Diets high in fruits, vegetables, and dairy products may be reflective of generally healthier dietary patterns. For example, children with higher fruit and vegetable and dairy intakes consumed slightly more of their total grains from whole grains (ie, 12.1% and 10.7% for the high and low fruit and vegetable groups, and 12.1% and 10.3% for high and low dairy intake groups). However, the mean intakes of legumes, nuts, seeds, and soy were the same or slightly lower in high (vs. low) fruit and vegetable group and in the high (vs. low) dairy group. Foods are complex packages of vitamins, minerals, and other compounds that may impact blood pressure through a variety of means. For example, peptides derived from milk proteins, especially fermented milk products, can function as angiotensin-converting enzymes, thereby lowering blood pressure.20
Because children who have healthier diets (perhaps reflected by higher intakes of fruits, vegetables, and dairy products) may be leaner, we were particularly interested in whether differences in body size might explain the lower blood pressures of children consuming more fruits and vegetables or dairy products. Controlling for BMI led to a slight attenuation of the effects, suggesting that a small part of the protective effect of diet may be explained by differences in body size.
This study's sample size limits our ability to examine sex-specific differences or to carry out other stratified analyses. Nevertheless, the precision of the estimates in this study was sufficient to detect important differences in blood pressure change and adolescent blood pressure associated with the intake of dairy products and fruits and vegetables. Although the effects were stronger for systolic blood pressure than for diastolic blood pressure, the consistency of the findings for both systolic and diastolic blood pressure is striking.
This study is strengthened by the detailed assessment of dietary intake. In the first year of the study alone, the parents provided diet record data for more than 9 days on average for each child. As has been demonstrated previously,21 compliance in this study was generally quite high. The study is further strengthened by the replicate yearly measures of blood pressure and the use of an automated blood pressure device. The covariates of interest were ascertained with similar precision (eg, repeated yearly measures of physical activity with an electronic motion sensor throughout childhood), allowing us careful control of potential confounding factors.
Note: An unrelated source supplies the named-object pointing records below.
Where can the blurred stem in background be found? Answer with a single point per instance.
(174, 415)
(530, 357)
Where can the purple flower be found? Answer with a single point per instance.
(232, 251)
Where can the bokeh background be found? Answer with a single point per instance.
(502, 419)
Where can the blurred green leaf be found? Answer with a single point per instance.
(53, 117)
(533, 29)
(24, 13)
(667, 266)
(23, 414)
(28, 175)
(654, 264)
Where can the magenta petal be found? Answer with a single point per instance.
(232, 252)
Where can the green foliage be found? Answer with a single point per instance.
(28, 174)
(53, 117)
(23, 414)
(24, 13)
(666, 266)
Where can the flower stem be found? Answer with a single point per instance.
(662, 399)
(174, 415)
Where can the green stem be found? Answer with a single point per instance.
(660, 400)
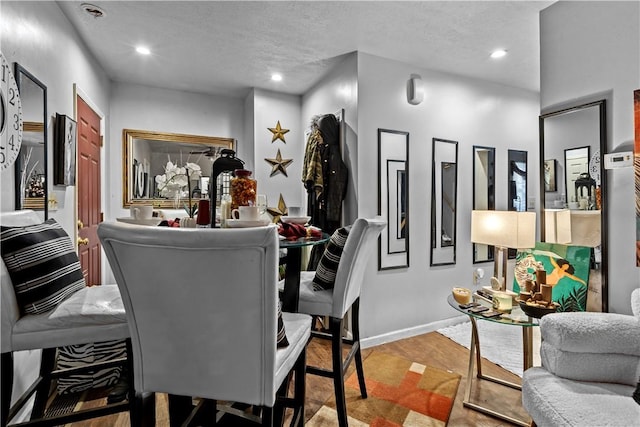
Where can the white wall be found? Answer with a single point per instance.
(41, 39)
(469, 111)
(269, 108)
(592, 50)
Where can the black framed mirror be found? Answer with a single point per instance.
(393, 198)
(564, 134)
(444, 193)
(517, 180)
(484, 193)
(31, 167)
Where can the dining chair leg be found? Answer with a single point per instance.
(6, 370)
(338, 371)
(355, 323)
(267, 417)
(143, 410)
(47, 364)
(300, 388)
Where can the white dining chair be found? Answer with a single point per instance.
(202, 311)
(335, 303)
(84, 315)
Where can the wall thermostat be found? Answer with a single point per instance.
(618, 160)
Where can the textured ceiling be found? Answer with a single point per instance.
(227, 47)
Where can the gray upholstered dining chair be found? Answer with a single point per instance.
(334, 304)
(202, 310)
(62, 312)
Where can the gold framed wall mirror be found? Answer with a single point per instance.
(31, 166)
(146, 153)
(566, 134)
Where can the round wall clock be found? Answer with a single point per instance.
(594, 167)
(10, 116)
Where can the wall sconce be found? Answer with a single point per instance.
(415, 92)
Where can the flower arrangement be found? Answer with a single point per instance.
(176, 179)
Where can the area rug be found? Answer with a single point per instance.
(400, 393)
(500, 344)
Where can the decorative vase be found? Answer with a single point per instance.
(187, 222)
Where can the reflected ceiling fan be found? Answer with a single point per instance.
(209, 152)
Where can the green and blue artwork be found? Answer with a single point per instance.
(567, 269)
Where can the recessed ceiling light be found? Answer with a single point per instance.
(498, 53)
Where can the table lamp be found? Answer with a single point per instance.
(504, 230)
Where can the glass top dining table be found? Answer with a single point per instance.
(293, 261)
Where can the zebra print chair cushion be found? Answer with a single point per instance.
(42, 263)
(86, 354)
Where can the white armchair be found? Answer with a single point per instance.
(590, 369)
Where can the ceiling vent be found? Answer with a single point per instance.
(92, 10)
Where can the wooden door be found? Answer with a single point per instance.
(88, 186)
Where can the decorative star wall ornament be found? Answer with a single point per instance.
(277, 212)
(279, 165)
(278, 133)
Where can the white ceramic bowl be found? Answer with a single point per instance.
(295, 219)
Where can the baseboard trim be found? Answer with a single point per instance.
(410, 332)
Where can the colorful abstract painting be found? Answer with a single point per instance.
(567, 270)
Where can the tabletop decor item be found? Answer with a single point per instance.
(243, 189)
(176, 180)
(462, 295)
(537, 310)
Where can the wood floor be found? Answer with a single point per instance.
(429, 349)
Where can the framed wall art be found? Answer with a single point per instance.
(64, 150)
(393, 198)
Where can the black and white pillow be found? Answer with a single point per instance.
(42, 263)
(325, 276)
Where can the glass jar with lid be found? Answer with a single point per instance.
(243, 189)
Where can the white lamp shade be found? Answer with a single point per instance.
(586, 228)
(506, 229)
(557, 226)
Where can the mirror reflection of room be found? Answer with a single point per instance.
(573, 139)
(148, 155)
(31, 165)
(444, 192)
(484, 170)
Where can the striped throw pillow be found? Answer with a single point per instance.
(325, 276)
(42, 263)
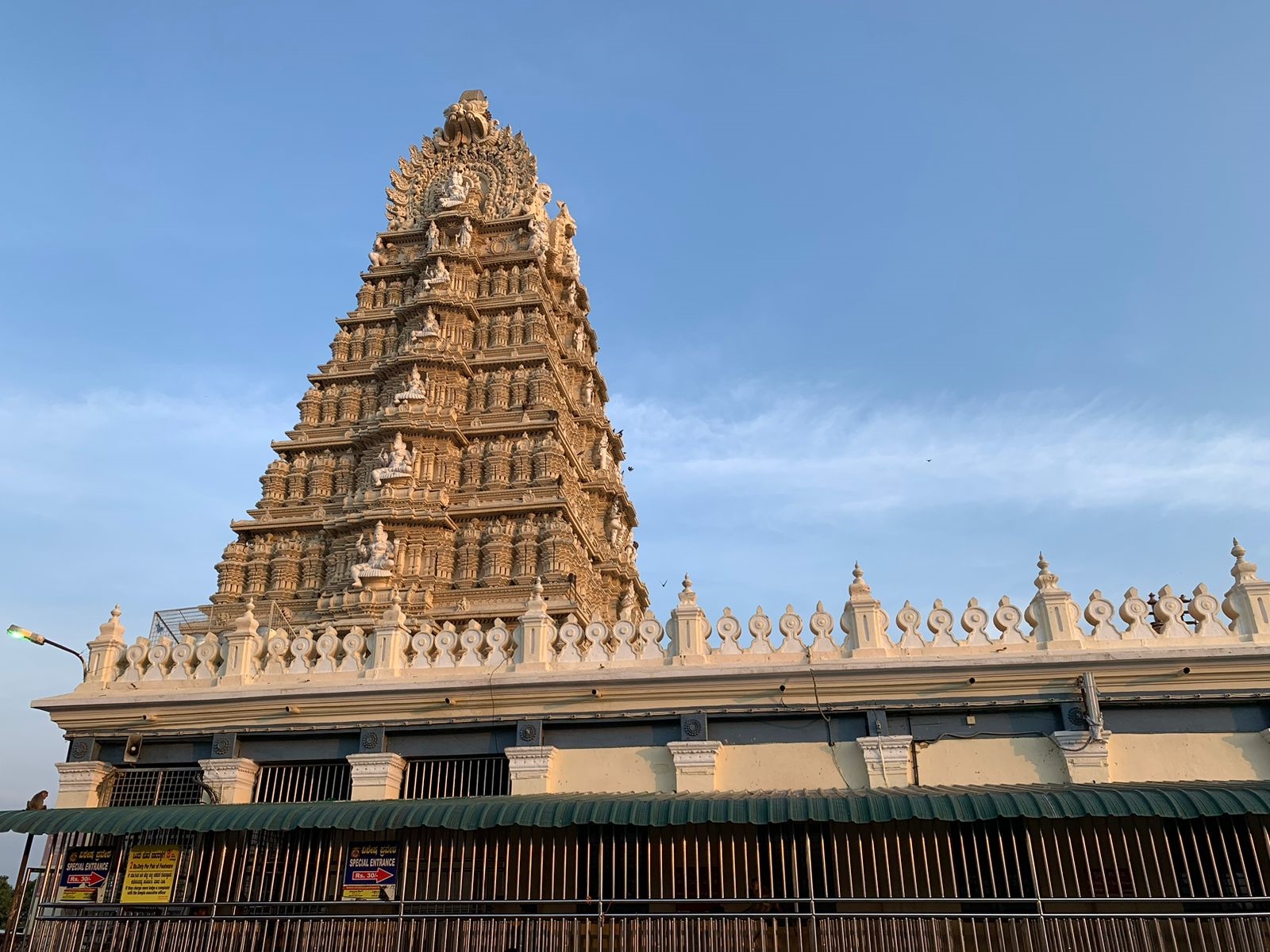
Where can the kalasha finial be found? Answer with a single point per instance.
(1045, 579)
(1242, 570)
(859, 588)
(468, 121)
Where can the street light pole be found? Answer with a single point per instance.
(37, 639)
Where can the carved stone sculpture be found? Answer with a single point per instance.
(454, 192)
(437, 273)
(381, 253)
(431, 328)
(398, 463)
(379, 556)
(414, 390)
(468, 121)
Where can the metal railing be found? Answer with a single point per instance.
(154, 786)
(302, 784)
(169, 621)
(1136, 885)
(456, 777)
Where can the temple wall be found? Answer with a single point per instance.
(1134, 758)
(991, 761)
(793, 766)
(613, 771)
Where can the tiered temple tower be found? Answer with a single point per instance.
(455, 448)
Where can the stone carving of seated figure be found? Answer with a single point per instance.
(398, 463)
(454, 194)
(413, 390)
(436, 274)
(431, 328)
(379, 556)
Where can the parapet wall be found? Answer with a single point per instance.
(399, 647)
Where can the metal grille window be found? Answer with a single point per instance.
(156, 786)
(918, 886)
(302, 784)
(456, 777)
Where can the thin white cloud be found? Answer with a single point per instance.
(806, 456)
(821, 456)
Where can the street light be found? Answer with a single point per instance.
(37, 639)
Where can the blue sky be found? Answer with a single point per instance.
(825, 243)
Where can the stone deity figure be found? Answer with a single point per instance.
(615, 524)
(413, 390)
(539, 238)
(381, 253)
(569, 263)
(454, 194)
(626, 605)
(431, 328)
(437, 273)
(537, 206)
(379, 556)
(398, 461)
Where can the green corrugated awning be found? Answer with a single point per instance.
(1175, 801)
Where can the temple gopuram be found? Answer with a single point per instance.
(429, 706)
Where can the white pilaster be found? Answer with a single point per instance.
(689, 628)
(106, 651)
(376, 776)
(695, 765)
(232, 778)
(79, 784)
(530, 770)
(889, 759)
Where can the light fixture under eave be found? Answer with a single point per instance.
(25, 635)
(17, 631)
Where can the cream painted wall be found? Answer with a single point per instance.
(791, 767)
(613, 771)
(1189, 757)
(990, 761)
(743, 767)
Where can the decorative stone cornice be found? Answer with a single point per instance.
(232, 778)
(1086, 755)
(888, 759)
(695, 765)
(376, 776)
(530, 768)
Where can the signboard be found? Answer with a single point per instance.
(150, 875)
(84, 873)
(370, 871)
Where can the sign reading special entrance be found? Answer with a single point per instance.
(150, 875)
(371, 871)
(84, 873)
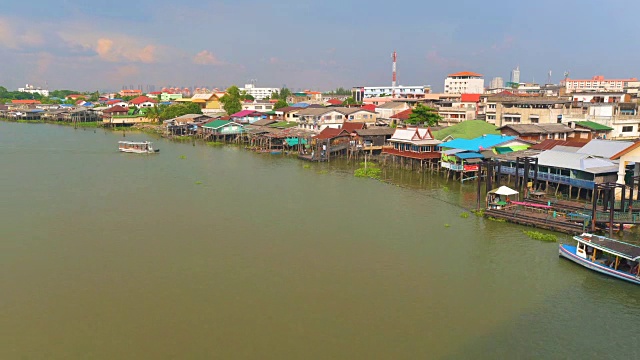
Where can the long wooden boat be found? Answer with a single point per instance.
(604, 255)
(137, 147)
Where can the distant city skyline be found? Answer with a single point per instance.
(304, 44)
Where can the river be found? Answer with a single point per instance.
(203, 252)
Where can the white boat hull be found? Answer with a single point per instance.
(569, 252)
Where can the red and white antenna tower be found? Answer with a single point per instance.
(394, 57)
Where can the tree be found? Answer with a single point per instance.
(350, 101)
(231, 100)
(280, 104)
(423, 114)
(284, 93)
(153, 113)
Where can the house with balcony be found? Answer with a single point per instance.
(413, 143)
(537, 132)
(622, 118)
(318, 119)
(464, 155)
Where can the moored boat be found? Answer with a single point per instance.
(604, 255)
(137, 147)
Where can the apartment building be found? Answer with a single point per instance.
(465, 82)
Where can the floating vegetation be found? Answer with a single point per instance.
(478, 212)
(541, 236)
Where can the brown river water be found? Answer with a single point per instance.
(203, 252)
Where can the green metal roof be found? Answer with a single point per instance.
(593, 126)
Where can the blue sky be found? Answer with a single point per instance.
(307, 44)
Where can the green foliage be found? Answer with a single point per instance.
(280, 104)
(369, 171)
(479, 213)
(469, 129)
(339, 91)
(284, 94)
(231, 101)
(350, 101)
(541, 236)
(173, 111)
(423, 114)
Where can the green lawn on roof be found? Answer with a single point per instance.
(469, 129)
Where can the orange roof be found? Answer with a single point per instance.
(465, 73)
(470, 98)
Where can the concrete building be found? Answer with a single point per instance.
(34, 90)
(360, 93)
(258, 93)
(465, 82)
(598, 83)
(515, 75)
(496, 83)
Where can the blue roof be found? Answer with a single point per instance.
(470, 155)
(484, 142)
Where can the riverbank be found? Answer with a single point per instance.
(375, 167)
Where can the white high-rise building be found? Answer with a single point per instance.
(34, 90)
(515, 75)
(258, 93)
(464, 82)
(496, 83)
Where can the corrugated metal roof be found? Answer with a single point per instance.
(574, 161)
(604, 148)
(482, 142)
(469, 155)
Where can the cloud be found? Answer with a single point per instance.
(435, 58)
(206, 57)
(127, 51)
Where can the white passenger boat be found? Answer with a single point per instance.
(137, 147)
(604, 255)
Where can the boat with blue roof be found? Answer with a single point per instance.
(604, 255)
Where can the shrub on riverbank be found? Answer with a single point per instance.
(541, 236)
(371, 171)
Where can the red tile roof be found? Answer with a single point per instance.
(28, 101)
(465, 73)
(330, 133)
(369, 107)
(470, 98)
(352, 126)
(116, 108)
(550, 144)
(403, 115)
(141, 99)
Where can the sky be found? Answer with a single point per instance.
(310, 44)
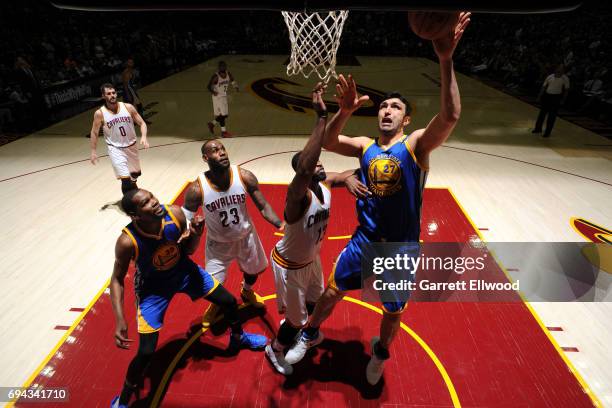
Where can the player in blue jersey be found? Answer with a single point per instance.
(394, 166)
(159, 240)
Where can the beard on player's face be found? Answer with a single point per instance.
(219, 164)
(319, 176)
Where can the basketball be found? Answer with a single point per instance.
(432, 25)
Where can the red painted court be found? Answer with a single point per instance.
(449, 354)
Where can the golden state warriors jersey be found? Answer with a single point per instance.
(393, 212)
(118, 127)
(302, 240)
(227, 218)
(159, 259)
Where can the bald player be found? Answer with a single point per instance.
(222, 193)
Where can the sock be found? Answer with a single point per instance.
(276, 346)
(380, 352)
(311, 332)
(248, 281)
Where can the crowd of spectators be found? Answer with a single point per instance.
(44, 47)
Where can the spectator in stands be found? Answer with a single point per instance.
(552, 95)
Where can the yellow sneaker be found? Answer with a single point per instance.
(251, 297)
(211, 316)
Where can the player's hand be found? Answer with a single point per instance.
(346, 94)
(121, 338)
(317, 100)
(196, 226)
(356, 187)
(445, 46)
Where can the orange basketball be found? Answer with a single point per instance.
(431, 25)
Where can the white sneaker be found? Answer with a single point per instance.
(278, 361)
(299, 349)
(375, 365)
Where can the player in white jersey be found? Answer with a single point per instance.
(218, 86)
(117, 120)
(222, 192)
(295, 258)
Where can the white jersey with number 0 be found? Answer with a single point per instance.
(226, 213)
(302, 240)
(118, 127)
(222, 84)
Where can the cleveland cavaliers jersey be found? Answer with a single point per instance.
(393, 211)
(160, 260)
(222, 84)
(302, 240)
(226, 213)
(118, 127)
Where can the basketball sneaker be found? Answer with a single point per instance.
(299, 349)
(375, 366)
(115, 403)
(251, 297)
(277, 358)
(248, 340)
(211, 316)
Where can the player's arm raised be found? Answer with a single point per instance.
(348, 101)
(307, 164)
(440, 127)
(191, 231)
(141, 123)
(93, 134)
(252, 186)
(124, 252)
(193, 200)
(233, 81)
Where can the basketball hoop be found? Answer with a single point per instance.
(315, 38)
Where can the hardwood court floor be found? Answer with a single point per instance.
(58, 248)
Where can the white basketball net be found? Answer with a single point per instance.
(315, 38)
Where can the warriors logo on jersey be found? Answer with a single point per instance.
(384, 175)
(166, 256)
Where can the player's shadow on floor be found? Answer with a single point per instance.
(201, 353)
(338, 361)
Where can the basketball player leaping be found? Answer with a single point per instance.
(222, 193)
(295, 258)
(218, 85)
(394, 167)
(159, 241)
(117, 121)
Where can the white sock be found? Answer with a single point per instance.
(276, 346)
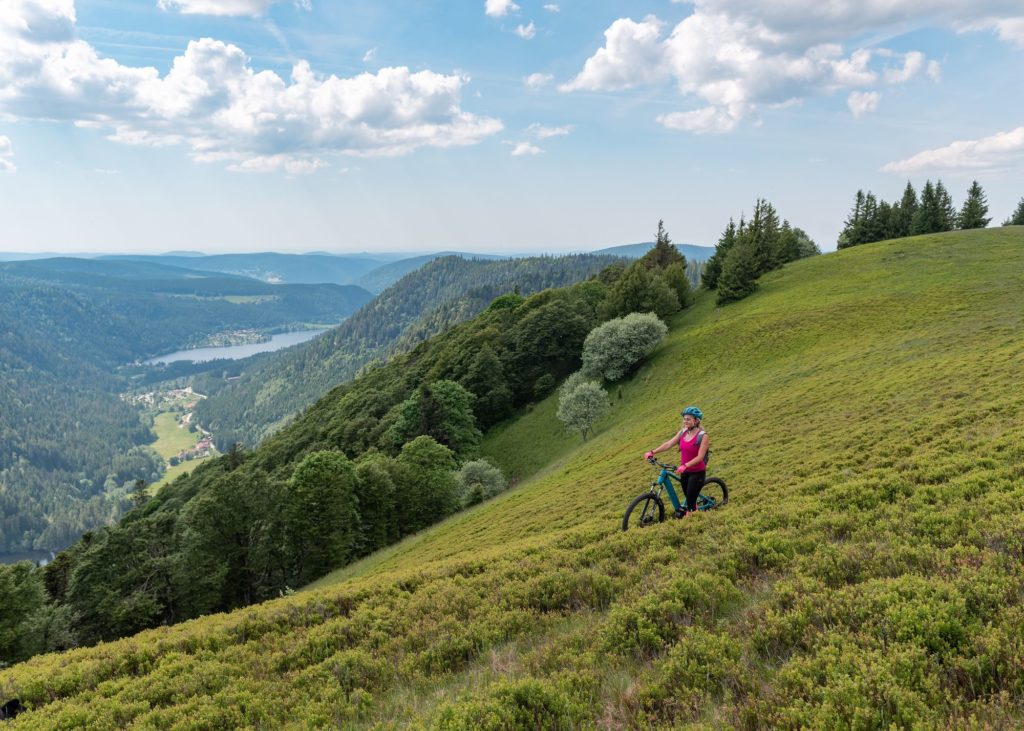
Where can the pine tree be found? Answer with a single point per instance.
(664, 254)
(762, 233)
(851, 234)
(1017, 219)
(974, 213)
(947, 212)
(713, 268)
(739, 274)
(904, 212)
(928, 218)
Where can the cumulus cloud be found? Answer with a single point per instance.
(542, 132)
(710, 120)
(538, 81)
(632, 56)
(521, 148)
(1001, 151)
(862, 102)
(252, 8)
(525, 32)
(738, 55)
(213, 100)
(6, 156)
(498, 8)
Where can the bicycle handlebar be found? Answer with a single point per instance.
(652, 461)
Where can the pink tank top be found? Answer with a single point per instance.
(688, 450)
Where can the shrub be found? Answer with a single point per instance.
(613, 348)
(479, 480)
(583, 405)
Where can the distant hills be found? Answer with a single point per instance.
(442, 293)
(67, 326)
(635, 251)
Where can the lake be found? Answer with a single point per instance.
(198, 355)
(34, 556)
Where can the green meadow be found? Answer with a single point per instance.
(171, 439)
(864, 407)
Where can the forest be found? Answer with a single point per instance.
(442, 293)
(378, 458)
(70, 447)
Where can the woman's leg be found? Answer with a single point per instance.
(693, 484)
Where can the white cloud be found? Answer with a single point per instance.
(862, 102)
(710, 120)
(542, 132)
(1005, 149)
(538, 81)
(738, 55)
(525, 32)
(251, 8)
(520, 148)
(632, 55)
(6, 155)
(213, 100)
(498, 8)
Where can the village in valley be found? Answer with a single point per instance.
(180, 440)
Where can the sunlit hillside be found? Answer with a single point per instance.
(865, 410)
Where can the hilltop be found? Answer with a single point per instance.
(864, 409)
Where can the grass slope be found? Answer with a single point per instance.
(864, 407)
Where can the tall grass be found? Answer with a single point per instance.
(864, 407)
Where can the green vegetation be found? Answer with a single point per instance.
(866, 572)
(172, 438)
(442, 293)
(69, 327)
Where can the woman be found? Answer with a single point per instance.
(692, 441)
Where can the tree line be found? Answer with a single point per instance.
(871, 219)
(752, 248)
(378, 458)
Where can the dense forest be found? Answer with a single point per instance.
(445, 291)
(70, 447)
(377, 459)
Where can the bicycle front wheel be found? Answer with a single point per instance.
(645, 510)
(713, 495)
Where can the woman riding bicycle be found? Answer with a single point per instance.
(692, 441)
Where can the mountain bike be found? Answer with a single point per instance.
(647, 509)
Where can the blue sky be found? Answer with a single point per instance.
(488, 125)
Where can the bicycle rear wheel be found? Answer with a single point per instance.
(713, 495)
(645, 510)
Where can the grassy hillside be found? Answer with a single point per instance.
(864, 407)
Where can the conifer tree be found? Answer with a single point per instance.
(928, 218)
(713, 268)
(975, 211)
(851, 234)
(739, 273)
(947, 212)
(903, 213)
(665, 254)
(1017, 218)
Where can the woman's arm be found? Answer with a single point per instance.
(700, 453)
(671, 442)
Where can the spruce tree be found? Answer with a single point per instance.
(947, 212)
(1017, 219)
(903, 213)
(851, 234)
(713, 268)
(928, 218)
(664, 254)
(739, 273)
(974, 213)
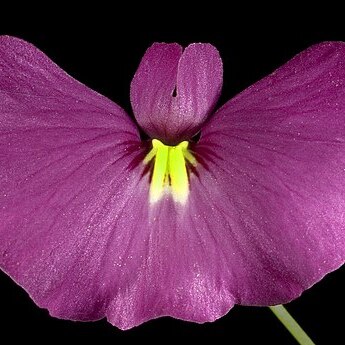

This study is unique is several ways. It is the first published study to examine the independent and combined effects of the intake of fruits and vegetables and dairy products on blood pressure change among children. It is also unique in its application of methodology for using dietary data derived from the Nutrition Data System to determine the child's pattern of intake of USDA Food Pyramid servings per day by linking with the CSFII technical files from the USDA.
These results suggest that a dietary pattern rich in fruits, vegetables, and dairy products may have beneficial effects on blood pressure change among children. Although it is unlikely that a large clinical trial of dietary intake and blood pressure change throughout childhood would be feasible, it will be important to replicate these findings using data from larger prospective studies of children.